C. under vacuum and nitrogen bleeding for 20 hours. The dry weight was 
518.3 g and was 99.9% pure by HPLC, w/w. The overall yield of 
2,6-dichloro-5-fluoronicotinic acid (4) was 76%, based on 
2,6-dihydroxy-5-fluoro-3-cyanopyridine. 
The 2,6-dichloro-5-fluoronicotinic acid product (4) was analyzed by HPLC, 
and compared to an authentic sample using an Alltech Hypersil BDS C-18, 
150.times.4.6 mm column. The mobile phase was 25% by volume Methanol (HPLC 
grade) and 75% by volume 0.05M KH.sub.2 PO.sub.4 buffer. (The buffer was 
prepared from 6.8 g of KH.sub.2 PO.sub.4 in 1 L of D.I. water and 5.0 mL 
of triethylamine. The buffer was acidified to pH 2.5 with phosphoric 
acid.) The flow rate was 1.0 ml/minute and the detector wavelength was 284 
nm. 
COMATIVE EXAMPLE 2 
Preparation of 2,6-Dichloro-5-fluoronicotinic acid (4) 
2b. Preparation of 2,6-Dichloro-5-fluoro-3-cyanopyridine (2) 
A 300 gallon reaction vessel was charged with 300 kg of phosphorous 
oxychloride (POCl.sub.3), cooled and blanketed with nitrogen. To the 
cooled POCl.sub.3 was added phosphorus pentachloride (PCl.sub.5), 182 kg, 
and 30 kg of the dried 2,6-Dihydroxy-5-fluoro-3-cyanopyridine (prepared in 
Example 1a). The mixture was heated at reflux for 20-24 hours and allowed 
to cool to room temperature. The POCl.sub.3 was removed under reduced 
pressure. Methylene chloride, about 473 L, was added and the mixture was 
cooled to 5.degree.-10.degree. C. in an ice bath. The methylene 
chloride/reaction mixture was slowly added to ice water, about 360 kg, 
maintaining the temperature at 0.degree. C. with external cooling. After 
addition to the water the mixture was stirred to decompose the PCl.sub.5. 
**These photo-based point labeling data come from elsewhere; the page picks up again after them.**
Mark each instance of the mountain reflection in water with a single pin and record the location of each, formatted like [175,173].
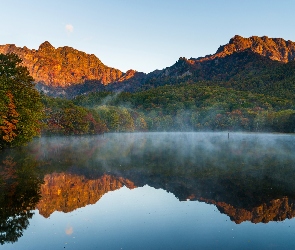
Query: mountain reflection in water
[249,177]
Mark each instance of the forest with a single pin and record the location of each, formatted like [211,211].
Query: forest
[256,97]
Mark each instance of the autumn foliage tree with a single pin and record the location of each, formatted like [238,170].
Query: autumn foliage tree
[20,106]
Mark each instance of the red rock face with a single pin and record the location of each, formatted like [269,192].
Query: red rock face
[67,192]
[276,49]
[63,66]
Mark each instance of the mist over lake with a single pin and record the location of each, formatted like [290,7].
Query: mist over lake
[149,191]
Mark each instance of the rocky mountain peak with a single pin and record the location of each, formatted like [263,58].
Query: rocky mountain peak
[276,49]
[45,46]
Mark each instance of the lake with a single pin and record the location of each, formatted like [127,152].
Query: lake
[150,191]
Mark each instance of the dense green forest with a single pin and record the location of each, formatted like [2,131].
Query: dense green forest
[183,107]
[240,94]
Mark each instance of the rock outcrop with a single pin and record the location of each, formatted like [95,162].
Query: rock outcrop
[276,49]
[63,66]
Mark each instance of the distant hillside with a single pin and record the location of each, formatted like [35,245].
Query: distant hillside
[257,64]
[63,66]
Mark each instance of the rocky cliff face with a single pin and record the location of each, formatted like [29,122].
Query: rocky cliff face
[63,66]
[67,192]
[276,49]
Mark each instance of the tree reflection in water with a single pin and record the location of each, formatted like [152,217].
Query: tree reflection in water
[20,192]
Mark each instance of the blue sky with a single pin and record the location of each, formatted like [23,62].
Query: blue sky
[143,34]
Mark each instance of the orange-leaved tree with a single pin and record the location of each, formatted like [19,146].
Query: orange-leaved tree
[21,109]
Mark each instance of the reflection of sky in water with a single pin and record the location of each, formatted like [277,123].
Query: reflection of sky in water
[148,218]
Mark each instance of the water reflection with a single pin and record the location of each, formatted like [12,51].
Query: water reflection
[66,192]
[248,177]
[20,192]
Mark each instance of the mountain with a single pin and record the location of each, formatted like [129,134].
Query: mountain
[63,66]
[254,64]
[276,49]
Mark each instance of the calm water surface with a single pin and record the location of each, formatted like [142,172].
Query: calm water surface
[150,191]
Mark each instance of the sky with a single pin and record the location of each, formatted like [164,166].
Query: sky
[143,35]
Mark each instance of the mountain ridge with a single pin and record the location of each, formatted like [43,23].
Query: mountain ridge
[65,71]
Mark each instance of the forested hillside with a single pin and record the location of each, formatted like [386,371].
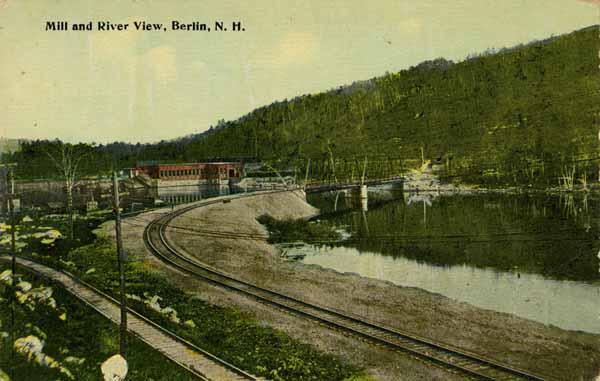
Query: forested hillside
[526,115]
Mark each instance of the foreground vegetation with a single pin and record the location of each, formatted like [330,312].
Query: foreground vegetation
[228,334]
[518,116]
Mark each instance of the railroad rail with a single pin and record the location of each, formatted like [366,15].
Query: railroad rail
[189,356]
[443,355]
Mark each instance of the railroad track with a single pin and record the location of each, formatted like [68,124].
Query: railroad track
[445,356]
[96,299]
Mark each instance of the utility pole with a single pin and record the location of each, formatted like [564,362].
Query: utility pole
[306,174]
[121,262]
[8,190]
[362,180]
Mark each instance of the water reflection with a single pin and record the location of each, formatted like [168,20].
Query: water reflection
[553,236]
[534,256]
[566,304]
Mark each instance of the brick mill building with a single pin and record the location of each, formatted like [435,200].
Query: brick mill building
[209,172]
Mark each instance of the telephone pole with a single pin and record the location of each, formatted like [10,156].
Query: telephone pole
[121,262]
[7,186]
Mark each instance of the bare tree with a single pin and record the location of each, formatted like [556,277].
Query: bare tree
[66,158]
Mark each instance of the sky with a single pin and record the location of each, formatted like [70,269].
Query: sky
[144,86]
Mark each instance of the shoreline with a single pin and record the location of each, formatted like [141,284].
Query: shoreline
[520,342]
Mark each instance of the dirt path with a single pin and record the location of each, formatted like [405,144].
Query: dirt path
[525,344]
[381,363]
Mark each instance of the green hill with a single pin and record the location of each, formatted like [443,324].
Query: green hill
[524,115]
[521,115]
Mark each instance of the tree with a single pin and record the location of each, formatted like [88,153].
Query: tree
[66,158]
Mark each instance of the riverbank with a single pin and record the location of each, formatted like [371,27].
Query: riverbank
[545,349]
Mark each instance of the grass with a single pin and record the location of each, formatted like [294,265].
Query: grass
[229,334]
[82,336]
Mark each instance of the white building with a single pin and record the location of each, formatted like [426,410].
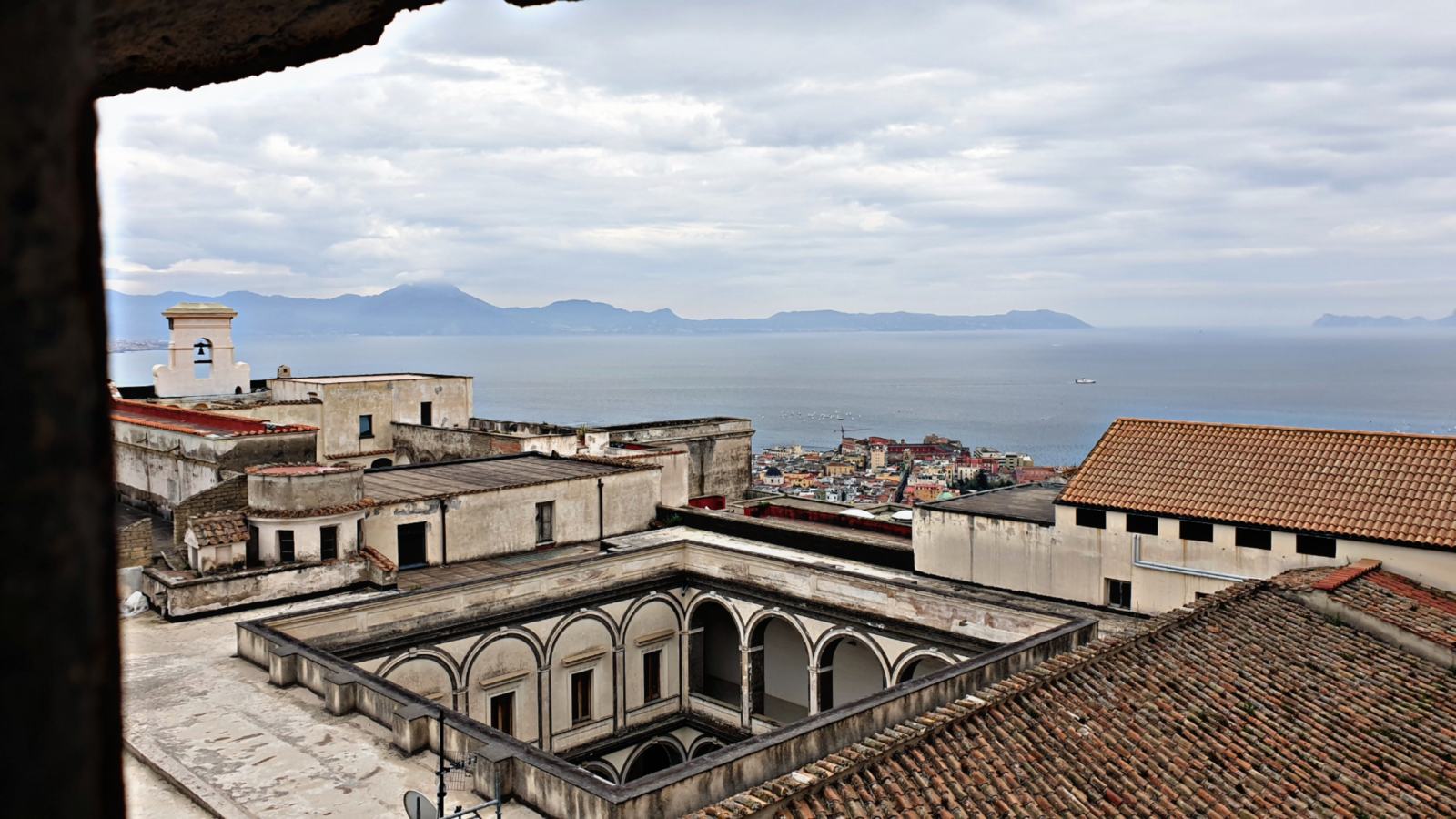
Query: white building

The methylene chloride layer was separated, dried and filtered. The 
methylene chloride was removed by distillation. The residual 
2,6-dichloro-5-fluoro-3-cyanopyridine product is used in situ for next 
step. 
2c. 2,6-Dichloro-5-fluoronicotinamide (3) 
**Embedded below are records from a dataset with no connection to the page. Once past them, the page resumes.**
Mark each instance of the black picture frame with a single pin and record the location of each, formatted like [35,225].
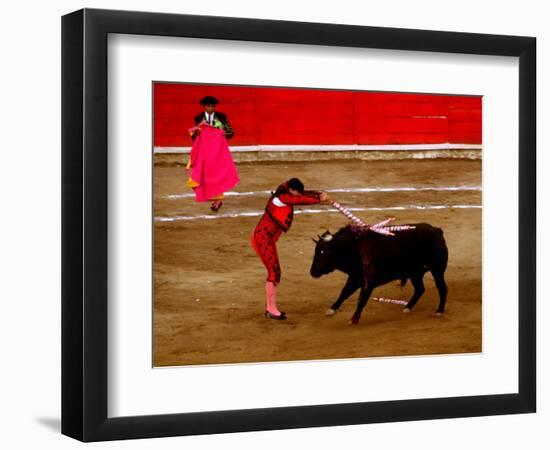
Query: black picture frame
[84,224]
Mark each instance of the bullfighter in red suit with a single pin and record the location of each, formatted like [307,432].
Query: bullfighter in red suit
[276,219]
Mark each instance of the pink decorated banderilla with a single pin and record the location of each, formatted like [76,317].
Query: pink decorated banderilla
[390,300]
[380,227]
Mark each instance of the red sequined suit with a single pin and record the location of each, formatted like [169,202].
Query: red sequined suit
[277,218]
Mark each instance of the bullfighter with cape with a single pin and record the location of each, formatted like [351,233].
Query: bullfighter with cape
[212,170]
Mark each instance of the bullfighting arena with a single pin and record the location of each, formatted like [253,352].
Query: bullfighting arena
[209,283]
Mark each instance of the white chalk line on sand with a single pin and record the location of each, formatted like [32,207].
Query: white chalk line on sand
[345,190]
[312,211]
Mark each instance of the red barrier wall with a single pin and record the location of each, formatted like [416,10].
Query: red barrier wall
[311,116]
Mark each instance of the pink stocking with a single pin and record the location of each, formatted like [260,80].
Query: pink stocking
[271,298]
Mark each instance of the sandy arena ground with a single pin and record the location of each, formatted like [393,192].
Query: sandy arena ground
[209,282]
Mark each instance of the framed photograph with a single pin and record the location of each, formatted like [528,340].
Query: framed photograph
[272,224]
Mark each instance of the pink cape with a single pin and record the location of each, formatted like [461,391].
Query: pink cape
[212,166]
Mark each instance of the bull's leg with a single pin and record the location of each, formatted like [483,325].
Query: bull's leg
[418,284]
[352,284]
[366,291]
[441,288]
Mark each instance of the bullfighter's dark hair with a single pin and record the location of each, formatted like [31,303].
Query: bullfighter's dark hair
[293,183]
[296,184]
[209,100]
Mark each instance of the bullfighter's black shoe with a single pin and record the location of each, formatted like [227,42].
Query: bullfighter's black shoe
[281,316]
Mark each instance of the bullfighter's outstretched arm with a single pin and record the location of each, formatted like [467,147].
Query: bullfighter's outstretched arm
[307,198]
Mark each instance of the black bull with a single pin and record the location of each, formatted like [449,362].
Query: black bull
[371,260]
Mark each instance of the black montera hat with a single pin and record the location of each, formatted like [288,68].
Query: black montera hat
[209,100]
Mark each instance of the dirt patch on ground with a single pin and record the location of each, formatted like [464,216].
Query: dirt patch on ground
[209,283]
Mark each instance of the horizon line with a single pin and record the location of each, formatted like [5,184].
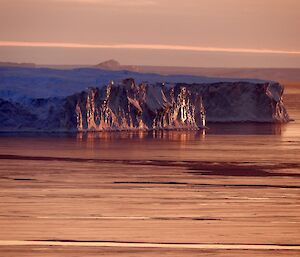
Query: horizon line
[148,47]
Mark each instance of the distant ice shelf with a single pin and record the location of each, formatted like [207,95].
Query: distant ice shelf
[50,100]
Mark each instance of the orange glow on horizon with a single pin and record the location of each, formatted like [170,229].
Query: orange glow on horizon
[148,47]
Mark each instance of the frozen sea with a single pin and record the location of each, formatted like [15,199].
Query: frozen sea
[231,191]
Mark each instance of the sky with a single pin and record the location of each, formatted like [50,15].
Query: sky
[203,33]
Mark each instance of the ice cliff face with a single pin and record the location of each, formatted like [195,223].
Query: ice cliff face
[128,106]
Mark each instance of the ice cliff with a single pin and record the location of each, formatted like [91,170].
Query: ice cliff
[127,105]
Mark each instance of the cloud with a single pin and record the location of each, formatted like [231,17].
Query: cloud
[149,47]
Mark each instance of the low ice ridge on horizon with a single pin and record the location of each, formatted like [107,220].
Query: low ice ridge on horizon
[149,47]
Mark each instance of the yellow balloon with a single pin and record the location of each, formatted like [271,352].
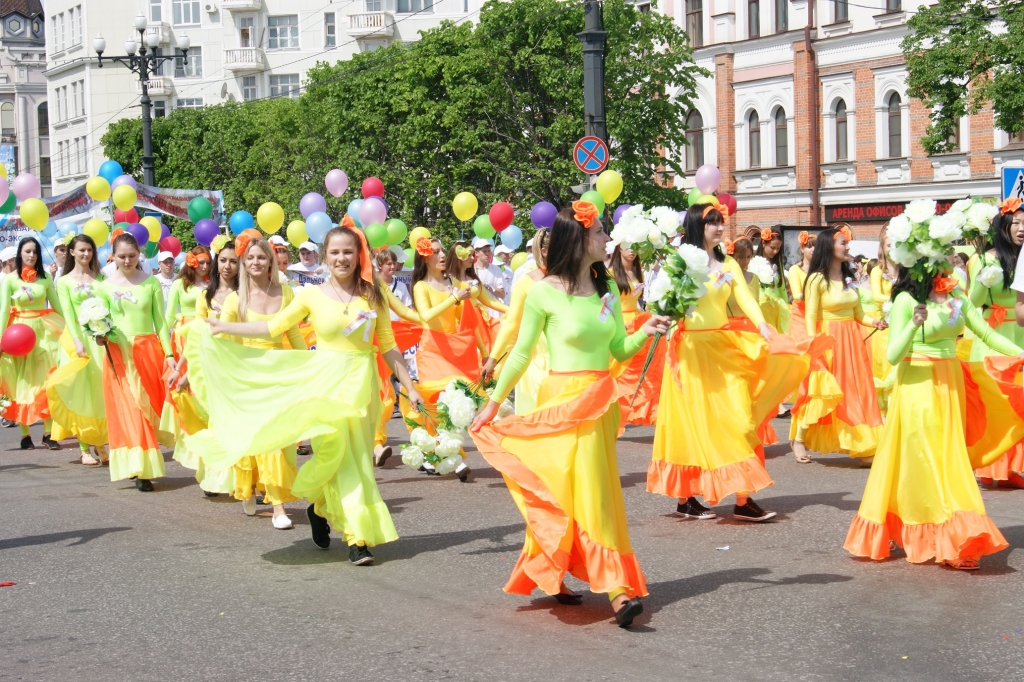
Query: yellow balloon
[270,217]
[98,188]
[34,214]
[124,197]
[296,232]
[464,205]
[97,230]
[609,185]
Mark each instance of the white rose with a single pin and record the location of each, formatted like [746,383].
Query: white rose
[920,210]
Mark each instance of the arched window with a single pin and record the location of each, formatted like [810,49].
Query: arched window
[895,127]
[755,139]
[694,140]
[841,130]
[781,138]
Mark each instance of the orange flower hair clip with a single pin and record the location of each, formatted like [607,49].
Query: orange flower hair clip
[585,213]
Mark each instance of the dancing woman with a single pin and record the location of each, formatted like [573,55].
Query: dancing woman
[331,394]
[24,296]
[559,461]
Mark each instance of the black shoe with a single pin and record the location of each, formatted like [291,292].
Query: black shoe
[320,528]
[693,509]
[631,609]
[751,512]
[359,555]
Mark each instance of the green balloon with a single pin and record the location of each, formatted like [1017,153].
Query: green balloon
[396,230]
[482,228]
[376,235]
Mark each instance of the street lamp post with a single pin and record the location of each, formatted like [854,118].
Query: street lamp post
[144,64]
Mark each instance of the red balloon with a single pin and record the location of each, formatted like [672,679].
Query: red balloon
[501,215]
[17,340]
[373,186]
[171,244]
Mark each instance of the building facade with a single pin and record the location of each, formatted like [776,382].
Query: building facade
[240,50]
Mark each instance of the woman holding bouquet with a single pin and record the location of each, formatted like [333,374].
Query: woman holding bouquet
[559,461]
[75,389]
[24,296]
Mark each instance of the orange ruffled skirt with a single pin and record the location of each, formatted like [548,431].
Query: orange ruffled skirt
[720,386]
[837,410]
[560,466]
[944,419]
The amide was prepared by addition of concentrated sulfuric acid, 185 kg, 
to the 2,6-dichloro-3-cyano-5-fluoropyridine (2) residue prepared in 
Example 2b. The mixture was heated at about 75.degree. C. for 1 hour. The 
solution was cooled and added to 360 kg of ice water. The suspension 
formed was extracted with isopropyl alcohol/chloroform (30:70). The 
organic layer was removed and dried. The solvent was evaporated to provide 
the title compound. 
2d. Preparation of 2,6-Dichloro-5-fluoronicotinic acid (4) 
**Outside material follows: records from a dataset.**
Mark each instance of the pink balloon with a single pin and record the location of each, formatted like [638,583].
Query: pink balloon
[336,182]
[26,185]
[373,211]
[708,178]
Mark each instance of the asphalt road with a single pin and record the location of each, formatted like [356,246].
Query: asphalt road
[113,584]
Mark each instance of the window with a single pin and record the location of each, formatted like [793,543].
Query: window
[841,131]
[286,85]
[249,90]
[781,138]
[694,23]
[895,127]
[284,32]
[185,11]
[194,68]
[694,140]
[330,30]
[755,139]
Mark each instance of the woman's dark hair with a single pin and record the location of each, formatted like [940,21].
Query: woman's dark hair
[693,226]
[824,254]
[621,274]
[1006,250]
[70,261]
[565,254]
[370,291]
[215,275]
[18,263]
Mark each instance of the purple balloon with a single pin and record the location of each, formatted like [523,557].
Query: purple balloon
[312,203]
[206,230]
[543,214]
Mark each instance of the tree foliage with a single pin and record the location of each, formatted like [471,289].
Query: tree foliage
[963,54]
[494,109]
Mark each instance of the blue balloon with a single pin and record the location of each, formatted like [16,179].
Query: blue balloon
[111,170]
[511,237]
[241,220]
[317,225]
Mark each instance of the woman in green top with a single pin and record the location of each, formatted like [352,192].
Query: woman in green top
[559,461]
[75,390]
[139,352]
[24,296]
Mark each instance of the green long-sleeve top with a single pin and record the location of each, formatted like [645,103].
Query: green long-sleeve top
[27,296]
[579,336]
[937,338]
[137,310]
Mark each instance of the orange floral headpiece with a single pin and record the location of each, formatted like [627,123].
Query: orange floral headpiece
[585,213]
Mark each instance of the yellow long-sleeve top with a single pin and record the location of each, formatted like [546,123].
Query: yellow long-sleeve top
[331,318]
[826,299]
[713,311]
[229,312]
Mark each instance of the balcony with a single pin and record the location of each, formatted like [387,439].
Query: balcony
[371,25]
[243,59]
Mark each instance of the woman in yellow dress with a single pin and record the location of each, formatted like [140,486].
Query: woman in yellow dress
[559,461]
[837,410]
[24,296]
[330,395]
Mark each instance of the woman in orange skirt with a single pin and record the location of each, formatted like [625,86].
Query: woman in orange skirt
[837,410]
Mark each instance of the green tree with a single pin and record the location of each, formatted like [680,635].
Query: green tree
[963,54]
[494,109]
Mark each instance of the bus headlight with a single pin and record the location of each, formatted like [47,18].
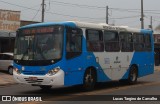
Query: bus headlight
[53,71]
[17,71]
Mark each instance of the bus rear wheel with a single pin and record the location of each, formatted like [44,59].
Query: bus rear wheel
[132,78]
[45,87]
[89,79]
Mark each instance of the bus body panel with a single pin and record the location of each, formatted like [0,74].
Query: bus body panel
[108,65]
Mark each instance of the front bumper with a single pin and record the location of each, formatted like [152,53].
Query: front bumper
[54,80]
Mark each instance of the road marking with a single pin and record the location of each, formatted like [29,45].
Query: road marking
[95,92]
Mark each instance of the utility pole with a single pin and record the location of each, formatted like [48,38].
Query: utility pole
[107,14]
[42,11]
[142,15]
[151,26]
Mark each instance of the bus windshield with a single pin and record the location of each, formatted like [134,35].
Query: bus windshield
[39,43]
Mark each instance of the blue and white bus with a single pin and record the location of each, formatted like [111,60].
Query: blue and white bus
[79,53]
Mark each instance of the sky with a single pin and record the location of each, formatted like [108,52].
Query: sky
[121,12]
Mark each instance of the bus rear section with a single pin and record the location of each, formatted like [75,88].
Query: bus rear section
[78,53]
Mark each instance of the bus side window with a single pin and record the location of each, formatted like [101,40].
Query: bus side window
[147,39]
[126,42]
[138,40]
[111,40]
[94,40]
[73,42]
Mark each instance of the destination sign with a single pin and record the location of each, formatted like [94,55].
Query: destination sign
[39,30]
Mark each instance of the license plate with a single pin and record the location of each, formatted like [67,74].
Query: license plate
[32,78]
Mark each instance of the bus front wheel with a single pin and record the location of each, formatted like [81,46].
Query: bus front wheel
[132,78]
[89,79]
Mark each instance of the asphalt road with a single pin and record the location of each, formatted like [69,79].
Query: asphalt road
[149,85]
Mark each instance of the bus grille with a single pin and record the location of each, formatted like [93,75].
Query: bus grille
[33,81]
[34,72]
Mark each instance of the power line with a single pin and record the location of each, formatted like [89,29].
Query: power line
[49,12]
[79,5]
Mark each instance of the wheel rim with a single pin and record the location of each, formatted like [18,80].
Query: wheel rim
[89,79]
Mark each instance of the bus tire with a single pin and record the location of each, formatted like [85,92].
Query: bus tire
[133,74]
[89,79]
[45,87]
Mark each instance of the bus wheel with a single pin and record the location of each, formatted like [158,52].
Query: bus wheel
[89,79]
[132,78]
[45,87]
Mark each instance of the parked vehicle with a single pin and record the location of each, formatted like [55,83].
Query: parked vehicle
[6,62]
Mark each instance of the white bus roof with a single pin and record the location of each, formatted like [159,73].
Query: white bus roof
[104,26]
The acid was prepared directly from the 2,6-dichloro-5-fluoronicotinamide 
(3), described in Example 2c, without purification. The nicotinamide (3), 
was placed in a flask, and concentrated hydrochloric acid, 327 kg, was 
added. The mixture was heated at reflux for about 2 hours. The reaction 
mixture was cooled in an ice bath to provide a solid product. The overall 
yield of 2,6-dichloro-5-fluoronicotinic acid (4) was 55%, based on 
2,6-dihydroxy-5-fluoro-3-cyanopyridine. 
2e. Alternative Preparation of 2,6-Dichloro-5-fluoronicotinic acid (4) 
Alternatively, a one step hydrolysis of 
2,6-dichloro-5-fluoro-3-cyanopyridine (2) can be accomplished as follows: 
The cyanopyridine (2), 28 g, was added to a flask containing concentrated 
sulfuric acid, 26 mL. The mixture was heated at about 75.degree. C. for 
about 45 minutes. The solution was cooled in an ice bath and concentrated 
hydrochloric acid, 130 mL was added dropwise. The mixture was heated at 
reflux for about 1 hour. The mixture was allowed to cool to room 
temperature and then cooled in an ice bath. The precipitate was filtered 
to provide 6 g of 2,6-dichloro-5-fluoronicotinic acid. 
It will be understood that the specification and the examples are 
illustrative and not limitative of the present invention and that other 
embodiments within the spirit and scope of the invention will suggest 
themselves to those skilled in the art.